Bank lending is also supported by innovative e-technology. Kenya, for example, is about to launch a holistic e-information system that will cover all aspects of the whole dairy industry from producer to wholesaler which should give the banks confidence.
As another example, Zambia is introducing a scheme by which producers can have up-front credit on their mobile phones which they can use to purchase farm inputs. This overcomes the greatest constraint from the farmers’ perspective, which is not the interest rate, but rather the disproportionally high transaction costs in accessing small amounts of credit.
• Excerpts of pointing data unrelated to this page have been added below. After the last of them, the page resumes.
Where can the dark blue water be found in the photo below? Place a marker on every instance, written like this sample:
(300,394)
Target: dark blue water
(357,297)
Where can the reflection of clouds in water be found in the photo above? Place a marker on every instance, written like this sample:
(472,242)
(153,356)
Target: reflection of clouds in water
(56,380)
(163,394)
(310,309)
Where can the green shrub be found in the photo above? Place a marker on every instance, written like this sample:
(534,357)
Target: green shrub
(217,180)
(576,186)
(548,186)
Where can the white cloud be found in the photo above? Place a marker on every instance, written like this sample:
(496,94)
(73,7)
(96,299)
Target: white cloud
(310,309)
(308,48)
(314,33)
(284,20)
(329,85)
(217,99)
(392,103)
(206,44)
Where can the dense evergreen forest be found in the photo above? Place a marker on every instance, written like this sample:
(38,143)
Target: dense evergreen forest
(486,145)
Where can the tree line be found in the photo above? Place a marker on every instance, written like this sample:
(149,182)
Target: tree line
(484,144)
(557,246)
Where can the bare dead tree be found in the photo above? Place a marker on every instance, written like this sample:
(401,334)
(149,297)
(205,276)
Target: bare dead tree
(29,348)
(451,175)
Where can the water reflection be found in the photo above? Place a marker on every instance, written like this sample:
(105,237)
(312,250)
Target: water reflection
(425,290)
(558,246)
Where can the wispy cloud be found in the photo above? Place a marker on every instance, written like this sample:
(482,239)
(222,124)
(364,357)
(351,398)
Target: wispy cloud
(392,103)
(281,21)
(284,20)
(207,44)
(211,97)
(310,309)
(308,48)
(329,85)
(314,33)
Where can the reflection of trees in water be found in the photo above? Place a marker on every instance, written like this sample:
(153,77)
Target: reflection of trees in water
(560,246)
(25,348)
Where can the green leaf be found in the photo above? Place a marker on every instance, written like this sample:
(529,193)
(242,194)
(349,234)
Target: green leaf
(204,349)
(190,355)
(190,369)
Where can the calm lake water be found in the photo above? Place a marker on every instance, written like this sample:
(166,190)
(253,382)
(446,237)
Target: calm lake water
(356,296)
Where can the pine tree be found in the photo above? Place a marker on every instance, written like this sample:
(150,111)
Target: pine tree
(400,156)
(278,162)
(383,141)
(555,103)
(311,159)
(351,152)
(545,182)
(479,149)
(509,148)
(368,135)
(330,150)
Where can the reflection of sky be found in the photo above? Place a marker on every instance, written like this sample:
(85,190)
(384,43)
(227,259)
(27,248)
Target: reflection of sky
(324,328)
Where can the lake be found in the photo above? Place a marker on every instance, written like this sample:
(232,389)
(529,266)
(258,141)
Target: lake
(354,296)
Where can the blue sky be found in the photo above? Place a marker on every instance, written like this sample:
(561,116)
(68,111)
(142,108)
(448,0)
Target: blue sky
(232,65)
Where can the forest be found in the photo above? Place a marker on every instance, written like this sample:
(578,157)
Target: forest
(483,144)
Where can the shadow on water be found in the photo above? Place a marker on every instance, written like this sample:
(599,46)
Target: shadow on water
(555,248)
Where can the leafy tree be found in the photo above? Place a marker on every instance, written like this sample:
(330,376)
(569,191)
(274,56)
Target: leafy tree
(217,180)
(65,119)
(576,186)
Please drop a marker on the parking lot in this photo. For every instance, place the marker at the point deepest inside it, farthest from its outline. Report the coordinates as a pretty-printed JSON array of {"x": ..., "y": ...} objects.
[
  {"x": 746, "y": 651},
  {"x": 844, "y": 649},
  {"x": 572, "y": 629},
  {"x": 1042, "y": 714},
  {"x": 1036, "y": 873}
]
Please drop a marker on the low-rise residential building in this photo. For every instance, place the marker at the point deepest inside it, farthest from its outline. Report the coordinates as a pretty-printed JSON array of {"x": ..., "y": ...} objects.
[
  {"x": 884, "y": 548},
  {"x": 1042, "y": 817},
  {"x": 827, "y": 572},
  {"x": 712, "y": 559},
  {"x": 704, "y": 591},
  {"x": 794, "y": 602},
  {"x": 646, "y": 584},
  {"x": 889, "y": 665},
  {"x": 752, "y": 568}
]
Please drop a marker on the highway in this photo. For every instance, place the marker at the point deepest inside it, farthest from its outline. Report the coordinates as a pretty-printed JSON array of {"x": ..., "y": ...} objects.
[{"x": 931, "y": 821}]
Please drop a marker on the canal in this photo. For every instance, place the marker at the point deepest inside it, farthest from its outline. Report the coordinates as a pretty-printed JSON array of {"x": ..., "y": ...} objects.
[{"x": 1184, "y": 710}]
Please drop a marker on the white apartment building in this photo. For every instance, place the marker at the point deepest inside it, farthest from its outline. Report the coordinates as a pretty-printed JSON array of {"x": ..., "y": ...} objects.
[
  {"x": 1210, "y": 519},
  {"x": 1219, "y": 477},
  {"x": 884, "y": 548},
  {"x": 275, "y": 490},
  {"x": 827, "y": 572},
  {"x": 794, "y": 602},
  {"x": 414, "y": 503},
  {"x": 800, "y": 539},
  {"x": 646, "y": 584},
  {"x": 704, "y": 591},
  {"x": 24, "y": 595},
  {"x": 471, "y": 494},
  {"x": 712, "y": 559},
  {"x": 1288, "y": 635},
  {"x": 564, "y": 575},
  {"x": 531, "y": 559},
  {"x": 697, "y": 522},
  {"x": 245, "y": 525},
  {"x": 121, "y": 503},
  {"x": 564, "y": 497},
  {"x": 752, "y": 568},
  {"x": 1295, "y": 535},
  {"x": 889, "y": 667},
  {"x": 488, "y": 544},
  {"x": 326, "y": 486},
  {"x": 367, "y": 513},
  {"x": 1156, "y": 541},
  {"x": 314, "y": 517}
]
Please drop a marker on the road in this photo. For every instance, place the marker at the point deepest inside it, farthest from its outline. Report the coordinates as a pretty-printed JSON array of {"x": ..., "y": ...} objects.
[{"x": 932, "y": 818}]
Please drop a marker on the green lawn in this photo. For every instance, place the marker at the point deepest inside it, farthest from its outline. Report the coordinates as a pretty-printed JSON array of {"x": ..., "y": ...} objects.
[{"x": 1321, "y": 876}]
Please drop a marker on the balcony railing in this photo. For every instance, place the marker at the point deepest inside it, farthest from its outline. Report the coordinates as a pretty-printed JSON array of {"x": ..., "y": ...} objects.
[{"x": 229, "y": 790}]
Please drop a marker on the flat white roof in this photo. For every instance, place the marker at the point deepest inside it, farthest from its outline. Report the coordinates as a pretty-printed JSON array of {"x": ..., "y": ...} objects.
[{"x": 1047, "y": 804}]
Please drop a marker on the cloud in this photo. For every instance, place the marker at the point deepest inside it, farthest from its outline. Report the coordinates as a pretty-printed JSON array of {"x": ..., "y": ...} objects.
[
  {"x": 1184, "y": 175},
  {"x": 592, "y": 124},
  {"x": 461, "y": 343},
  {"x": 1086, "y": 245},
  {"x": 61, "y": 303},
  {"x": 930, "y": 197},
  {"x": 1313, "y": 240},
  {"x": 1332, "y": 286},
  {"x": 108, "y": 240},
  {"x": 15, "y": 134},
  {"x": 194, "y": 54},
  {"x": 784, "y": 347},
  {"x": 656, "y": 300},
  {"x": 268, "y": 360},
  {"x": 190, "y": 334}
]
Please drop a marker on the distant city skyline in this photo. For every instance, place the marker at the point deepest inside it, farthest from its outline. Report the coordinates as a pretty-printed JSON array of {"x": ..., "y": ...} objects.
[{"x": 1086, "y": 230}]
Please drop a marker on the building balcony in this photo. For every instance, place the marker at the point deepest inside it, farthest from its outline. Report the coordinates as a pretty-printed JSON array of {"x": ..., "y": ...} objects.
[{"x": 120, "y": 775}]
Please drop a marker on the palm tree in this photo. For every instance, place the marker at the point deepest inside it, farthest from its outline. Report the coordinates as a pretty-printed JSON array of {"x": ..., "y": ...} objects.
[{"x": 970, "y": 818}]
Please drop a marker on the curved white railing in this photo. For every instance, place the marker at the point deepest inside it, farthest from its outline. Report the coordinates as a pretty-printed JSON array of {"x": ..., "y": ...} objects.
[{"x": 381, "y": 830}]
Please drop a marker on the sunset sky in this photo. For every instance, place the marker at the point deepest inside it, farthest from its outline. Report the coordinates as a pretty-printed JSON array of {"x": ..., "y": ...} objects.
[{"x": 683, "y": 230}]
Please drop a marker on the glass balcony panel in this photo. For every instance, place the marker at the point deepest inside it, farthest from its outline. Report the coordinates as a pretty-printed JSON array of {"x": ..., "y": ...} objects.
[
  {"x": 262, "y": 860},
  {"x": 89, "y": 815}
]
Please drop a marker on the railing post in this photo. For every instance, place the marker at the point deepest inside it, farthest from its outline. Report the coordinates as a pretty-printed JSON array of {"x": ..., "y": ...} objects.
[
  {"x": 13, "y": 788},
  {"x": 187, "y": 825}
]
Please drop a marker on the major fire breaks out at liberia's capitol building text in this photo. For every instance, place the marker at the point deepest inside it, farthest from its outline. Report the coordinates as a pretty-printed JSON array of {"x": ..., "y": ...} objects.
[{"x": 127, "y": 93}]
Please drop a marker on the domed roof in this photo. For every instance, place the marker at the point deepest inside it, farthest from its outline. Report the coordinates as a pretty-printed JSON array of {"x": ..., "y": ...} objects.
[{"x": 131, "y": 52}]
The list of such innovations is growing daily.
In summary, the industry is too large for the commercial banks not to be involved, and there are innovative means for reducing the risks and the transaction costs associated with small loans.
Foreign countries are currently buying/leasing large areas of land in Africa for agriculture; is this beneficial for the continent over the long run?
FARA has no general opinion on the issue of access to African land by foreigners because it is a national sovereign issue and every case must be judged on its own merits.
However, the underlying motivation for these allocations is the lack of endogenous capacity amongst local firms who would otherwise surely have the inside track on such allocations. This must be taken as an extremely serious wake up call for all parties, public and private, responsible for building Africa’s human capacity in agriculture.
We should not accept the situation in which Africa is so short of agricultural investment and management capacity that a vacuum has been created which is drawing in foreign firms. We should understand that if we do not have the capacity to put sufficient agricultural commodities on the market there will be an irresistible pressure on countries with inadequate agricultural resources to move in to produce it themselves. We have the land, labour and capital and we can and must build the human and institutional capacity as a matter of the utmost urgency.